Now the secret is out. Coal companies have obliterated the summits of scores of mountains scattered throughout Appalachia, and more and more folks like Judy Bonds are decrying the environmental and social fallout of what some refer to as strip mining on steroids.

Not only is mountain topping less labor intensive than underground mining, it is also more efficient and profitable than the older form of surface mining, in which the operator stripped away the horizontal contours of a mountainside as one might peel an apple. So fast has the practice spread that there's no accurate accounting of the area affected, but surface mining in general has impacted more than 400,000 acres (1,600 hectares) in this four-state Appalachian region including more than 1,200 miles (2,000 kilometers) of streambeds. If the practice continues until 2012, it will have squashed a piece of the American earth larger than the state of Rhode Island.

In the years since high-tech earthmoving machinery made mountain topping increasingly attractive to the energy industry, more and more of West Virginia's total production of coal—some 154 million tons (140 million metric tons) in 2004—has come from its decapitated highlands.
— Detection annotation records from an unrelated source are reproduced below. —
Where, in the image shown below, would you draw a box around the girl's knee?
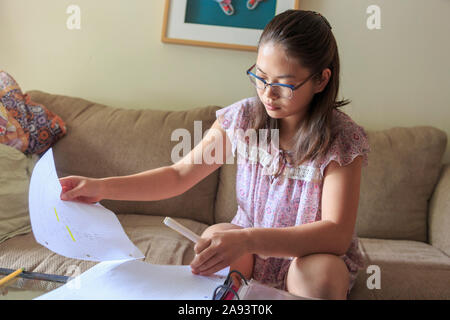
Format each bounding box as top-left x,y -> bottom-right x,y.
202,222 -> 242,237
286,254 -> 350,299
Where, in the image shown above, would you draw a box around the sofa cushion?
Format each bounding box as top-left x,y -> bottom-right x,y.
28,91 -> 218,224
0,144 -> 38,243
356,127 -> 447,241
428,163 -> 450,256
0,214 -> 207,290
349,238 -> 450,300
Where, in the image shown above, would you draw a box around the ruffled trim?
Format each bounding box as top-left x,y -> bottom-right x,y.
237,138 -> 320,182
320,111 -> 370,178
216,98 -> 256,157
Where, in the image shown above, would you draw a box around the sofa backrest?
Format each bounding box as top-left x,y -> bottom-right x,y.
28,91 -> 219,224
215,127 -> 447,242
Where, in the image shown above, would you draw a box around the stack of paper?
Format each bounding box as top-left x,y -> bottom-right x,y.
29,149 -> 228,300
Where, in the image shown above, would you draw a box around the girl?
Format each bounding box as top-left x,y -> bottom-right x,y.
61,10 -> 369,299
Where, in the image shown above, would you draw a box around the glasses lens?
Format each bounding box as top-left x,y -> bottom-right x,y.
272,85 -> 292,98
248,74 -> 264,89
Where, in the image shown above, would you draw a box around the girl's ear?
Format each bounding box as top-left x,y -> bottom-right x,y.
314,68 -> 331,93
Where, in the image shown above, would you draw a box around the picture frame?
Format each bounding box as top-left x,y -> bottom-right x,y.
161,0 -> 300,51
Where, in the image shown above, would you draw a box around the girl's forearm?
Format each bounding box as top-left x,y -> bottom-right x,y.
244,220 -> 351,257
100,166 -> 184,201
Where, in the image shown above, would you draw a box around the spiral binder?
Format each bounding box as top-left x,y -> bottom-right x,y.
212,270 -> 248,300
212,270 -> 316,300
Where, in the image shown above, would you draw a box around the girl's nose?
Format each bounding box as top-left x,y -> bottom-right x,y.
264,86 -> 278,100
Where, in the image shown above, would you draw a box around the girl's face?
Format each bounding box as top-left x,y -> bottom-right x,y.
255,43 -> 331,131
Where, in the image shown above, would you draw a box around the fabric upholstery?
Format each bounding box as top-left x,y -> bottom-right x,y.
215,127 -> 448,241
25,91 -> 218,224
0,144 -> 37,243
349,238 -> 450,300
356,127 -> 447,241
428,164 -> 450,256
0,91 -> 450,299
0,214 -> 207,290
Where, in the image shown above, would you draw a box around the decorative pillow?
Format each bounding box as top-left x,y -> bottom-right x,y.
0,144 -> 39,242
0,71 -> 66,155
0,102 -> 28,152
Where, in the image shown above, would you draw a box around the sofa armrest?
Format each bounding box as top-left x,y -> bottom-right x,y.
428,163 -> 450,256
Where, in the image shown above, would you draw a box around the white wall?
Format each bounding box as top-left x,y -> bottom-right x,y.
0,0 -> 450,162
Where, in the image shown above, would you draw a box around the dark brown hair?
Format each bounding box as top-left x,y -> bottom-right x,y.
252,10 -> 350,165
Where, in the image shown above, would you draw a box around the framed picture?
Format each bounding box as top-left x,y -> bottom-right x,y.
161,0 -> 300,51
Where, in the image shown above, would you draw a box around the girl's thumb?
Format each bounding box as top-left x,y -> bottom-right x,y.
61,188 -> 79,200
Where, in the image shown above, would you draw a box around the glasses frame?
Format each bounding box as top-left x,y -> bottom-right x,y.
246,63 -> 319,99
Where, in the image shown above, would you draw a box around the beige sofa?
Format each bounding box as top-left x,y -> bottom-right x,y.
0,91 -> 450,299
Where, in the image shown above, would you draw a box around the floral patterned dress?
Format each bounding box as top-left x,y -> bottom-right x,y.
216,97 -> 370,293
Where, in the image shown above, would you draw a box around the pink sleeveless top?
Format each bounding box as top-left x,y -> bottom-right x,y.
216,97 -> 370,288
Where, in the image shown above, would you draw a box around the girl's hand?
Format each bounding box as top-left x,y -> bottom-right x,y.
59,176 -> 103,203
191,230 -> 248,276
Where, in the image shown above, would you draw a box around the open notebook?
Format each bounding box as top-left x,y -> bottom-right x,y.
36,260 -> 228,300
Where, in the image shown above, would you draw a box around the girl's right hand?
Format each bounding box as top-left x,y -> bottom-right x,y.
59,176 -> 103,203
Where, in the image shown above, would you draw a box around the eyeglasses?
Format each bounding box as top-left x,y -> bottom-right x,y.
247,64 -> 317,99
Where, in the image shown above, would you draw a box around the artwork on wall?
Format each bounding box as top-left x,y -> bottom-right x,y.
161,0 -> 300,51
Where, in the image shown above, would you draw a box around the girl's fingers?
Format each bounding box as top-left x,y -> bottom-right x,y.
191,248 -> 216,271
194,238 -> 211,254
198,254 -> 223,274
200,259 -> 228,276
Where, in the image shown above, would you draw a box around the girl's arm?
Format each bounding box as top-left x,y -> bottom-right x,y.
103,120 -> 231,201
244,156 -> 362,257
59,120 -> 232,203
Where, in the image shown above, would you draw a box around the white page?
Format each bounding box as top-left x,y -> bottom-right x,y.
29,149 -> 144,261
36,260 -> 229,300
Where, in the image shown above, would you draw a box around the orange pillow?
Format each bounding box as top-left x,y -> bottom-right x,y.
0,71 -> 67,155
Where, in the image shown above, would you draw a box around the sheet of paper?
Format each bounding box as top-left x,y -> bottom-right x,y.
28,149 -> 144,261
36,260 -> 229,300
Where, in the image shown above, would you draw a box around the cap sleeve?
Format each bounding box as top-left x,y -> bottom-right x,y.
216,98 -> 257,156
320,114 -> 370,177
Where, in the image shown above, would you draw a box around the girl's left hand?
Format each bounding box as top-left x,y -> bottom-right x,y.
191,230 -> 248,276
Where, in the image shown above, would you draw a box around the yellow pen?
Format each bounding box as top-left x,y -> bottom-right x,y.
0,268 -> 23,287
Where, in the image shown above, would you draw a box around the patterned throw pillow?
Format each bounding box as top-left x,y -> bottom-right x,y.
0,102 -> 28,152
0,71 -> 66,155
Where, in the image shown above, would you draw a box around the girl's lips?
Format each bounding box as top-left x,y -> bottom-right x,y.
266,104 -> 280,110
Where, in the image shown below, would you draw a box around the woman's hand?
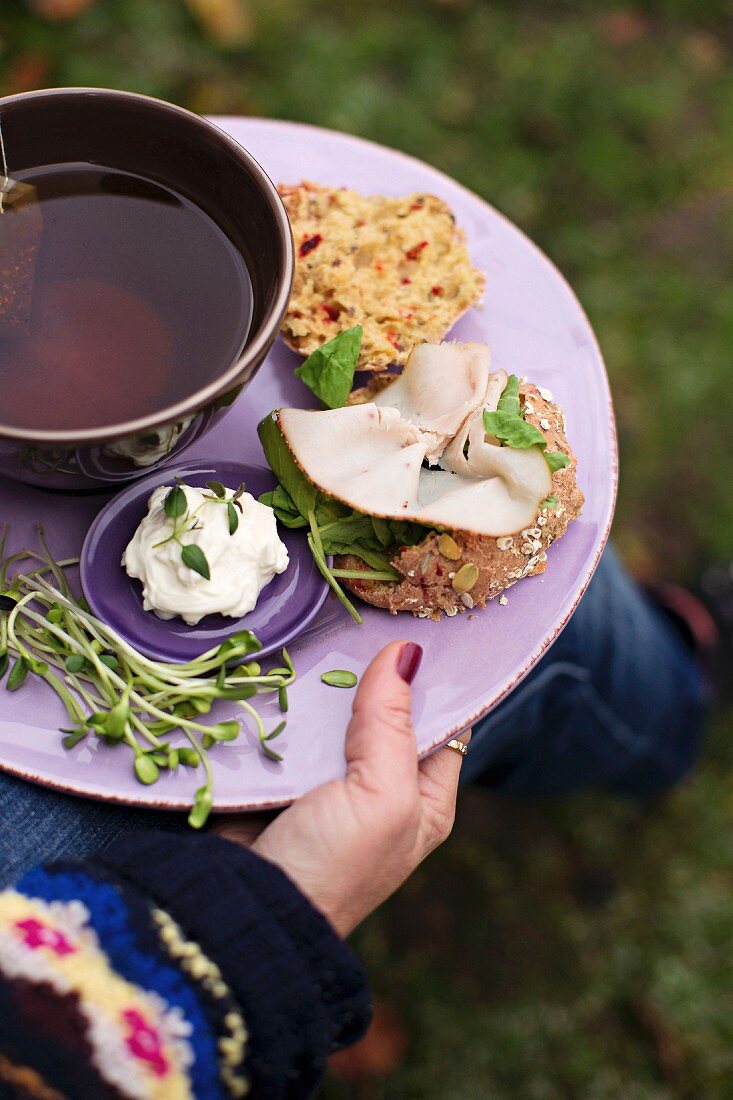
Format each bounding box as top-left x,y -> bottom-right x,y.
217,642 -> 470,936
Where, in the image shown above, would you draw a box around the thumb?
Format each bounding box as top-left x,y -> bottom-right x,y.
344,641 -> 423,790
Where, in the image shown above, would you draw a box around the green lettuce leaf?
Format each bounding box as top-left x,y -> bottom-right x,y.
483,374 -> 570,473
496,374 -> 522,416
258,415 -> 433,606
295,325 -> 362,409
483,409 -> 547,450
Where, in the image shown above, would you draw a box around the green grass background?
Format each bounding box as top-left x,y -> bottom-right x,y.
0,0 -> 733,1100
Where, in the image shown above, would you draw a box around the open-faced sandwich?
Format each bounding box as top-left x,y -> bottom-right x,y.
280,183 -> 484,371
259,334 -> 583,618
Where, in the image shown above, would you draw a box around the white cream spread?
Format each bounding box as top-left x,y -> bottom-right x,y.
122,485 -> 289,626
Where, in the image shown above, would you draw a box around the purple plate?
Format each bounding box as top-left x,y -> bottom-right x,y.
0,119 -> 616,810
80,462 -> 328,662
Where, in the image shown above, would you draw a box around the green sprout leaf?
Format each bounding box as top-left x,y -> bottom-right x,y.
483,374 -> 570,474
178,748 -> 201,768
483,409 -> 546,450
188,787 -> 212,828
180,542 -> 211,581
163,485 -> 186,519
134,752 -> 160,787
295,325 -> 362,409
496,374 -> 522,416
6,657 -> 28,691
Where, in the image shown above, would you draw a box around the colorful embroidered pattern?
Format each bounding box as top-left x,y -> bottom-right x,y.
0,891 -> 195,1100
19,868 -> 228,1100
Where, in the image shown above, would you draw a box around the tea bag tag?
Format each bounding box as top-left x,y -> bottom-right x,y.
0,120 -> 43,337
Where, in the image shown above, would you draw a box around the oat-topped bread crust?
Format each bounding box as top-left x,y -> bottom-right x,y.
335,380 -> 583,619
280,183 -> 484,371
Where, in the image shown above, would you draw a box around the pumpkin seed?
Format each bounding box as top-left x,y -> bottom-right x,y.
453,561 -> 479,592
320,669 -> 359,688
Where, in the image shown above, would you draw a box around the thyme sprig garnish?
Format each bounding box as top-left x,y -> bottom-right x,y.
0,524 -> 295,828
153,477 -> 245,581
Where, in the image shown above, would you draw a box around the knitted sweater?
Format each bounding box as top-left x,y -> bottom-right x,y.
0,833 -> 370,1100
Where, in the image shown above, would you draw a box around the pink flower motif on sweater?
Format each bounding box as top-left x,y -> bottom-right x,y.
15,916 -> 76,958
122,1009 -> 169,1077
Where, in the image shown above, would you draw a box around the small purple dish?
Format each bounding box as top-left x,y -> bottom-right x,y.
80,462 -> 328,663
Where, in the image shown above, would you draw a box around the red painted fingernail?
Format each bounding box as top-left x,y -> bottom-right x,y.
397,641 -> 423,684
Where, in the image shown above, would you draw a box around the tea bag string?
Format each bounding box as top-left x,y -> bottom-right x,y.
0,119 -> 8,213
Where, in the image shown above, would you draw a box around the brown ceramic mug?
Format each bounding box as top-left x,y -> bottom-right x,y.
0,88 -> 294,492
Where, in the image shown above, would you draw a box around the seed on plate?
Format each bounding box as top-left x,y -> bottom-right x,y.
438,535 -> 461,561
453,561 -> 479,592
320,669 -> 359,688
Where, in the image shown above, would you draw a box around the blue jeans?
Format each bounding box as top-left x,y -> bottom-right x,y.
0,549 -> 707,887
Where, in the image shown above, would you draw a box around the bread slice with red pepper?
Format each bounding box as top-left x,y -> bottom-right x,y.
280,183 -> 484,371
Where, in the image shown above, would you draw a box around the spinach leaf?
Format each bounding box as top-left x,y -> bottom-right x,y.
258,414 -> 319,519
260,485 -> 308,528
295,325 -> 362,409
496,374 -> 522,416
483,374 -> 570,474
483,409 -> 546,451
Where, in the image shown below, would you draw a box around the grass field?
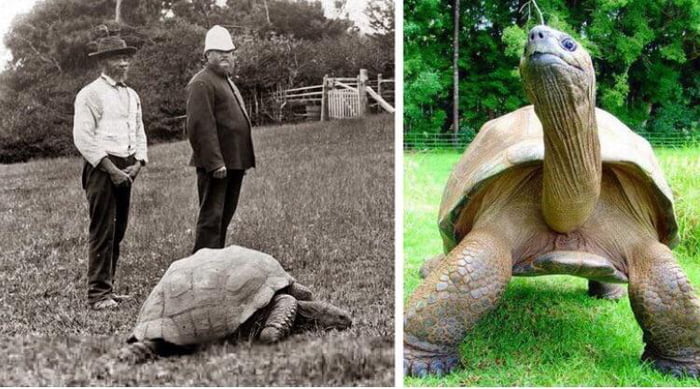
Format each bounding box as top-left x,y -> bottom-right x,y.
403,149 -> 700,386
0,116 -> 394,386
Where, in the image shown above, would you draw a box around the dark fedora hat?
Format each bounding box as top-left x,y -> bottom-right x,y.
88,36 -> 136,58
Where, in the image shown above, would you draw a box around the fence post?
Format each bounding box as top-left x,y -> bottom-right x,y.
321,74 -> 328,122
357,69 -> 367,116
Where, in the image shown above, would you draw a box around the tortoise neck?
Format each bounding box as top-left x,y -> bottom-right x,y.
535,90 -> 602,233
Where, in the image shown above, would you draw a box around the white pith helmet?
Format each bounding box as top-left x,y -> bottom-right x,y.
204,25 -> 236,54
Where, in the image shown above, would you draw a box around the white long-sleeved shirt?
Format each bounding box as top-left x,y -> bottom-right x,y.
73,74 -> 148,167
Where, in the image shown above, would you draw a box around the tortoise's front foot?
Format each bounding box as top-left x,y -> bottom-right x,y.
403,343 -> 459,378
642,347 -> 700,378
Relative to Western coal (Wyoming is the nation's top coal producer), second ranked West Virginia's low-sulfur bituminous burns with a cleaner, hotter efficiency in the electric power plants of America. And taxes from bituminous coal help fuel a large part of the state's economy.

But some West Virginians have been paying a hurtful price for their state's good fortune—and the coal industry's cost-cutting efficiency. In 1948 some 125,000 men worked in the mines of West Virginia. By 2005 there were fewer than 19,000, and most of these were employed in underground mines. Nowadays, it just doesn't take many hands to wrestle coal off the top of a mountain.